2018/05/10(木) - 11:45
170gという驚きの数値でサイクルモードの話題をさらったカブトの意欲作、「FLAIR(フレアー)」のデリバリーがいよいよ始まった。MOSTRO(モストロ)の登場から11年。開発陣へのインタビューや先行テストを行った選手たちのインプレッションを介し、超軽量ヘルメット戦線の新たな境地を切り開く意欲作を掘り下げていきたい。
軽量ヘルメットの歴史を語る上で絶対に欠かせない存在が、カブトが2007年にデビューさせたMOSTROだ。250g程度が主流だった当時に190gという衝撃的な数値を引っさげてデビューし、2009年には新城幸也が所属していたブイグテレコムが正式採用したことでヨーロッパにおける知名度も飛躍的にアップ。その後リニューアルを遂げつつ、2018年の発売終了まで軽量ヘルメットのベンチマークとして君臨してきた。
近年になってようやくMOSTROの重量を下回るライバル製品が出現してきたが、カブトは2017年のサイクルモード東京にて、11年間軽量カテゴリーを守ってきたMOSTROに代わるFLAIRを初披露。アウターシェルまで肉抜きしたアグレッシブなデザインは、170gという数値と共に驚きを持って迎え入れられた。FLAIRのキャッチコピーは「カブト史上」最軽量と若干控えめだが、2018年4月時点では文句無しの世界最軽量ヘルメットであり、カブトは再び軽量ナンバーワンの称号を手にしたのである。
そしてFLAIRのデビューは同時に、クーリング性能を最重視したフラッグシップモデルのZENARD(ゼナード)、オートバイ用製品で培った空力技術を投入したエアロモデルのAERO-R1、そしてヒルクライマー待望のFLAIRと、カブトのロードヘルメット3本柱が確立したことも意味している。
つまりユーザーが「今日は登りが多いからFLAIR」、「暑い日のロングライドにはZENARD」、「レースの日にはR1」と、それぞれの用途に合わせてヘルメットを選択できるようになった。3種類全てが信頼のプロユースモデルであり、かつFLAIRの価格が19,500円(税抜)とリーズナブルな値段設定となった背景には、カブト開発陣の「目的にマッチする製品を選ぶことで最高のパフォーマンスを発揮してほしい」という想いが込められているのだ。

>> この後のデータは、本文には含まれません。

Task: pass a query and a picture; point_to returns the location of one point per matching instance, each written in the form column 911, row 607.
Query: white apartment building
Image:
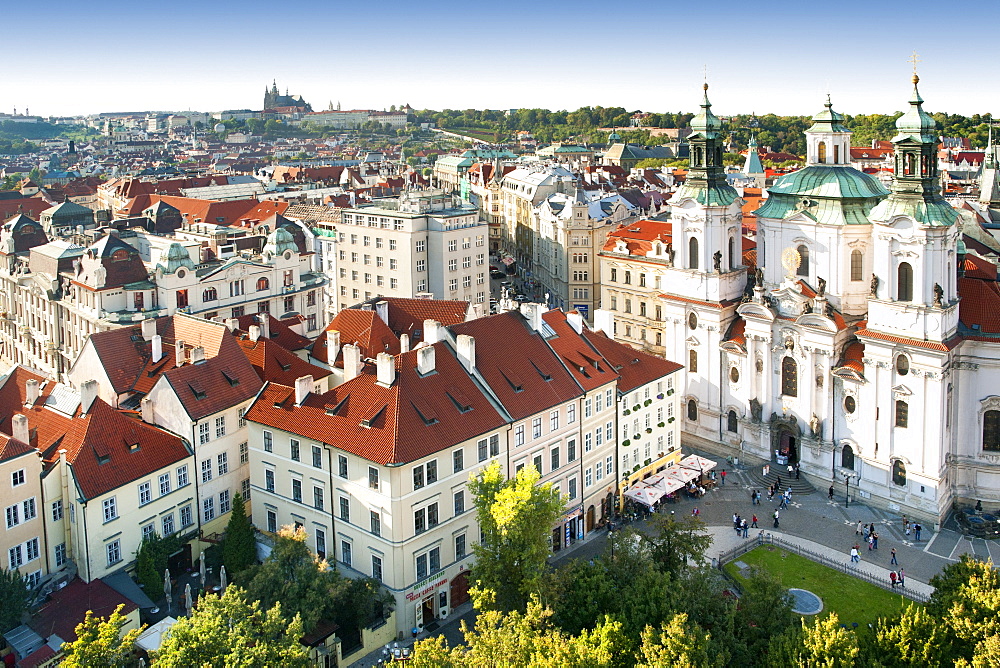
column 422, row 242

170gという圧倒的な軽さを叶えた第一の要素は、ヘルメット内側の衝撃吸収ライナーに日本メーカーが新開発した高性能ポリスチレン(EPS)素材を採用したことだ。素材自体の衝撃吸収性能が上がったことで、強度を落とさず飛躍的な軽量化が実現したという。
加えてポリカーボネイト製のアウターシェルも強度とのバランスを考慮しながら可能な限り肉抜きを行ない、プラスチック部品を省いたあごひもや、調整機能を簡素化し可能な限り軽さを突き詰めた決戦用アジャスター「SLW-1」を同封するなど、徹底的なダイエットが図られている。

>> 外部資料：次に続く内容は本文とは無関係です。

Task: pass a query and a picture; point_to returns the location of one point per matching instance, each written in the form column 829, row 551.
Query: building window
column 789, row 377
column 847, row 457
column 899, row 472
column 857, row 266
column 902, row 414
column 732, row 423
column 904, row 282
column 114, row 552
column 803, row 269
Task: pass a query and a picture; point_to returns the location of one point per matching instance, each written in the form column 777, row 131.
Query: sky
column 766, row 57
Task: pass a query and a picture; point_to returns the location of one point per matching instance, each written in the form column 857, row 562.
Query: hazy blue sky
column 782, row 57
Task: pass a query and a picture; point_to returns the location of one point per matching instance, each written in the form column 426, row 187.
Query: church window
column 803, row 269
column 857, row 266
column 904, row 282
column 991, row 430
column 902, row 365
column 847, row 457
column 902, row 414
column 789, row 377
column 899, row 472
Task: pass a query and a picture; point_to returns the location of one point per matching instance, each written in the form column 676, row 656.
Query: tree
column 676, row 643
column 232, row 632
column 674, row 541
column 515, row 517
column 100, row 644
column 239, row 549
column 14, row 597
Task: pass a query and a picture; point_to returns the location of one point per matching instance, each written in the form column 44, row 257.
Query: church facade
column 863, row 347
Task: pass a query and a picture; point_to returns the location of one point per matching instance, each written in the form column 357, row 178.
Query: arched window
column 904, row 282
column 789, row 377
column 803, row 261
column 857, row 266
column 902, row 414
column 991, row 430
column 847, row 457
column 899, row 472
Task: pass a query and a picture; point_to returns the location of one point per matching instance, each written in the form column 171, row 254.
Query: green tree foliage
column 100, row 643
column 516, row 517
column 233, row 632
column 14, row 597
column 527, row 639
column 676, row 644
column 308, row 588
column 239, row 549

FLAIRの軽さが最も活きるヒルクライム中はスピードが落ちるため、前からだけではなく横方向からも風を取り入れ排気できる放射状のエアインテーク構造を採用し、熱ごもりを排除。さらに前を見やすくするために前頭部を切り上げたシェルデザインを採用し、フラッグシップモデルのZENARD比で15°の上方視界増を獲得するなど、登坂中の使い勝手を徹底的に追及しているのだ。
ヒルクライム派や、ロングライドでの疲労を軽減したい方にとって見逃せないFLAIR。今回シクロワイアード編集部はカブト本社を訪ね、FLAIRの開発を担当した吉田健さん、広報の口野彰義さん、契約チームとの橋渡し役を行う柳原啓秀さんにお話を伺った。開発経緯やコンセプト、そして大幅な軽量化を叶えた理由など、興味深いインタビューを是非読み進めて欲しい。
― 待望された新型軽量ヘルメットのデビューですね。初披露されたサイクルモードではもの凄い注目度だったことが印象に残っています。
サイクルモードではお客様が途切れず嬉しい悲鳴状態で、やはり軽量ヘルメットの需要は高いと再認識する機会にもなりましたね。前年にエアロモデルのR1を発売したので、次は軽量だろうと。今ある技術をフル導入し、MOSTROを越えるものを作ろうと開発が始まりました。
― MOSTROで既に200gを切っていたので、相当難しいチャレンジだったと思うのですが。
やはり「軽量=ヒルクライム」ですから、コンセプトが決まってすぐに日本屈指のヒルクライマーである森本誠さんに話を聞きに行きました。相当手厳しい要求が出てきたのですが、こちらもメーカーの意地があるので、可能な限りやってやろう!となったわけです。
ヘルメットの安全性とは、衝撃を受けた際の潰れしろを確保することなので、厚みは必然的に決まってしまいます。でもちょうどその頃、日本メーカーから従来製品を上回る高性能のEPS(高性能ポリスチレン)樹脂が出てきた。これを使ってテストしたところ、従来製品よりも10%くらい衝撃吸収の値が良かったわけです。これならば安全性はそのままにもっと軽くできると確証を得たので、性能の余裕分を軽さに使ったんですね。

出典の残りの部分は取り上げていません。